The Kiteezi landfill in Kampala, Uganda. (AFP)
As Uganda’s capital city Kampala continues to grapple with potholes and air pollution, boom! it’s hit by the tragedy of the Kiteezi waste landfill landslide that injured many and killed about 25 people.
Under the Kampala City Authority (KCCA) that has injured and killed close to 25 people.
Kampala is one of the most unclean cities and planning is poor, from infrastructure development to governance. It’s also struggling with waste management when compared with its East African counterparts.
The Kiteezi landfill falls under the Kampala City Authority and, according to the KCCA, the population of Kampala is about three million people, of which 1.8 million live in slums and most don’t have toilets. In addition to residential homes, the landfill is also used for garbage from markets, schools, hospitals, hostels, city abattoirs and other public utilities.
The waste collected is non-hazardous biodegradable waste and hazardous waste, with larger volumes of cytotoxic waste, sharp waste, chemical waste and pharmaceutical waste.
It is apparent that environmental health surveillance as a result of improper waste management has been neglected.
The interlinkages between environmental health and waste management ranges from soil contamination, greenhouse gases and other ecological damage to diseases and air pollution, all of which affects human health.
The Kiteezi landfill tragedy is not a natural disaster; it was caused by not having a holistic and sound waste management system in place.
Besides the death from the Kiteezi landslide, the landfill itself is already having a devastating effect on people in that it encroaches on neighbourhoods where people live and go to school.
Landfills emit methane, which is more lethal than the carbon dioxide produced by them, contributing to global warming which causes climate change. According to the World Health Organisation, climate change affects people’s health through noncommunicable diseases in a number of ways. For example air pollution can cause strokes, asthma, pulmonary disease and lung cancer; heatwaves can cause cardiovascular diseases; and wildfires cause suffocation, burns, respiratory problems.
But, if managed correctly, a landfill can generate power from biodegradable waste, as well as compost. Recycling facilities can separate out items such as plastic and bottles. Hazardous waste should not enter a landfill.
It is easy to blame the Kampala Capital City Authority for not investing in the construction of secure landfills and recycling facilities.
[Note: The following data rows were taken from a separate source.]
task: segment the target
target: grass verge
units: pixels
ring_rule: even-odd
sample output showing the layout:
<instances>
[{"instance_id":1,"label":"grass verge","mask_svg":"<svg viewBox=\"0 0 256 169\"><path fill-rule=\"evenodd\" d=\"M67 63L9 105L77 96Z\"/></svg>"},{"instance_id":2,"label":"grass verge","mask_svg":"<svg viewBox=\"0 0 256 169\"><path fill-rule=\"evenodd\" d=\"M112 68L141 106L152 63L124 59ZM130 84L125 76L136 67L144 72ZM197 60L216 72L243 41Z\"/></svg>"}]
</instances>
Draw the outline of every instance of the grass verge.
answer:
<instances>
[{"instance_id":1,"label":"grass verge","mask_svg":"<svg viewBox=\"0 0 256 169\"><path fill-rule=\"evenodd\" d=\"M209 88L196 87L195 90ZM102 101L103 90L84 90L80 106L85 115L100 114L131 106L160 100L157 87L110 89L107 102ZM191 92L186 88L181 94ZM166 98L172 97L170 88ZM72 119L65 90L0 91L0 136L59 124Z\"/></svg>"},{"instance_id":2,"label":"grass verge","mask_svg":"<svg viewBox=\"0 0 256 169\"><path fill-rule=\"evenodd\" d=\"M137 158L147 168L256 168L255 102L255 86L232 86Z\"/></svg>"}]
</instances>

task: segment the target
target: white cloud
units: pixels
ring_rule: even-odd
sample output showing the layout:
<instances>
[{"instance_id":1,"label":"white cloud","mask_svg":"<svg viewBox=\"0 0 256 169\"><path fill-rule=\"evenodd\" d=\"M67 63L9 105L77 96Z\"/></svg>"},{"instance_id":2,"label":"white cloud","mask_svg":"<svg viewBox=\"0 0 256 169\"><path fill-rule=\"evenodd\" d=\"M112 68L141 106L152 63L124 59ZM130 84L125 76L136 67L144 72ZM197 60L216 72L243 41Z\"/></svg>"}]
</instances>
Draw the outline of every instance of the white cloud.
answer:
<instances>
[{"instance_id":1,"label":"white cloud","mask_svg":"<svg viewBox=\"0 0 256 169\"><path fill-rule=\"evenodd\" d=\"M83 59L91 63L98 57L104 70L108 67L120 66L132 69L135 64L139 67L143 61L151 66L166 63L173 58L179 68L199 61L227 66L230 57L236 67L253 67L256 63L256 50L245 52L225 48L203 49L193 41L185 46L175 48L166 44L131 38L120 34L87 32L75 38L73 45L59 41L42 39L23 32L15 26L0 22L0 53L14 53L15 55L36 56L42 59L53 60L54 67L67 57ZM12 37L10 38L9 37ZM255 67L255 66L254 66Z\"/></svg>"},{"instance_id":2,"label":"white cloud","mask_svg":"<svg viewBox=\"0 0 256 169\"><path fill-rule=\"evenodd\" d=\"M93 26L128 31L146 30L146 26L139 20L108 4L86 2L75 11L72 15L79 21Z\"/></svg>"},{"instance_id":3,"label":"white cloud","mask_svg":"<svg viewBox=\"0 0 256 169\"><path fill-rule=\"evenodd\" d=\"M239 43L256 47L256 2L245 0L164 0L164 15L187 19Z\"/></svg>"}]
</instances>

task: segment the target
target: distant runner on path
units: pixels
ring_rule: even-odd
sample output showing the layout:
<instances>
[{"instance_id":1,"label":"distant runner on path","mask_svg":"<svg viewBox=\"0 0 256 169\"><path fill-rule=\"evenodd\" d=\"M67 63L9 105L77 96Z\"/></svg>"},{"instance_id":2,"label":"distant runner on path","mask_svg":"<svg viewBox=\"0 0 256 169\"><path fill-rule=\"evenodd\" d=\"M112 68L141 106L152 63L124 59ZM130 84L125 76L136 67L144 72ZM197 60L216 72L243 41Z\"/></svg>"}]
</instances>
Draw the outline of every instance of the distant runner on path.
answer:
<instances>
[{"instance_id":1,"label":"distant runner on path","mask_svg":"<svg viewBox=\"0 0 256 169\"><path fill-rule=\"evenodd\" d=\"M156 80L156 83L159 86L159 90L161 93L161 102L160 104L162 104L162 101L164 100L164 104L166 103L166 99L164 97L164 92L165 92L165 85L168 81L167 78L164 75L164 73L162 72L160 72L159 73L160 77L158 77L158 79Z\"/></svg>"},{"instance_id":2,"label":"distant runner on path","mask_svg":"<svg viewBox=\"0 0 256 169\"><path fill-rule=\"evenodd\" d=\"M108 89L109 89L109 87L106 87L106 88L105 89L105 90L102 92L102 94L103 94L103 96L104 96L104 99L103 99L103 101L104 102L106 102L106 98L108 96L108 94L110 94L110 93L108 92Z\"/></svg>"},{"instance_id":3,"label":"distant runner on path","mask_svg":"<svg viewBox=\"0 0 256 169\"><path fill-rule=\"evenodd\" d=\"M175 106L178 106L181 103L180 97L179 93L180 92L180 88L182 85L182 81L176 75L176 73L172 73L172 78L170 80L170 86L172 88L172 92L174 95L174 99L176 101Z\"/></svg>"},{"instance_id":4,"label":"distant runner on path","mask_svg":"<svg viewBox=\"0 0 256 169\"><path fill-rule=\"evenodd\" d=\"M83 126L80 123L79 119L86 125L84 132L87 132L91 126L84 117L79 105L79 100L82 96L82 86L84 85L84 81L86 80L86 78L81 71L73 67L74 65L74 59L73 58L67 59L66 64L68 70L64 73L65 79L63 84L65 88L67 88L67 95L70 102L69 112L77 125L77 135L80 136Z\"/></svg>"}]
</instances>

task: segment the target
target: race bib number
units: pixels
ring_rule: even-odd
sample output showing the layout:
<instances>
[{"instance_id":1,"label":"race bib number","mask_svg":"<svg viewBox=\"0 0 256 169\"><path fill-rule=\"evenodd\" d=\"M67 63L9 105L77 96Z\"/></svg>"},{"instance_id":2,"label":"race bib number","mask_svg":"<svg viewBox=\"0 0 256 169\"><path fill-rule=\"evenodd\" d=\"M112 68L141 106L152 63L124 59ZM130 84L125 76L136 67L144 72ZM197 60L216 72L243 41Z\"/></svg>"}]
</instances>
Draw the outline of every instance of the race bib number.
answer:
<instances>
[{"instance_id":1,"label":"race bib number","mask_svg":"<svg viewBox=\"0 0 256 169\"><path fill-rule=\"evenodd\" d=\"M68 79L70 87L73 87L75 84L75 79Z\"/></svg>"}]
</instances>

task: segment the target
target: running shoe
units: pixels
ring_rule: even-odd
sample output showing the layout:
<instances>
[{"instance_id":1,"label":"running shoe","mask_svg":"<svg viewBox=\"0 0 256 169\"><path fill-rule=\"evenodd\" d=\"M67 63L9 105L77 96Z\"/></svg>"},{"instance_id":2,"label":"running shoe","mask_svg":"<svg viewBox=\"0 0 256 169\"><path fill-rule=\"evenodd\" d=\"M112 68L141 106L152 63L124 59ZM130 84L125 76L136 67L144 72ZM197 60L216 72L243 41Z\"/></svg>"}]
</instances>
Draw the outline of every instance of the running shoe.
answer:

But Ugandans appear not to even understand proper waste management from households and institutions.
Many of us improperly dispose of waste without sorting between the biodegradable and nonbiodegradable, which makes it even more difficult for collectors like the Nabugabo Updeal Joint Venture, a solid waste service provider for the KCCA.
Sound waste management in Kampala and other cities requires effective and efficient practices such as reduction, reuse, recycling and proper waste disposal to mitigate other risks and thus protect both environmental and human health wellbeing.
Infrastructure development of landfills and recycling centres alone is not enough, though. Communities must be involved through education and awareness of proper waste disposal.
The Uganda government, through legislation, needs to introduce and get by-in from industries (the biggest polluters) to reuse and recycle products such as paper, plastics, glass and metal — and to dispose of hazardous material safely.
This by-in will hopefully change consumer behaviour regarding waste.
The government has established institutions, good policy frameworks and legislation but implementation and enforcement leaves a lot to be desired.
Therefore the government should introduce an effective environmental health surveillance system for effective monitoring and evaluation to assess areas of improvement and mitigation
It should also set up systems for “waste to energy” to reduce larger volumes of garbage and thus prevent danger to human health and death such as those that occurred in the Kiteezi landfill landslide in Kampala.
People need to be moved away from the landfill and be offered social upliftment programmes to improve livelihoods as part of the sustainable environmental health management.
Kampala city authority can benchmark Vienna in Austria which has an anaerobic digester that uses hundreds of thousands of tonnes of kitchen waste a year to generate electricity.
Robert Kigongo is a sustainable development analyst.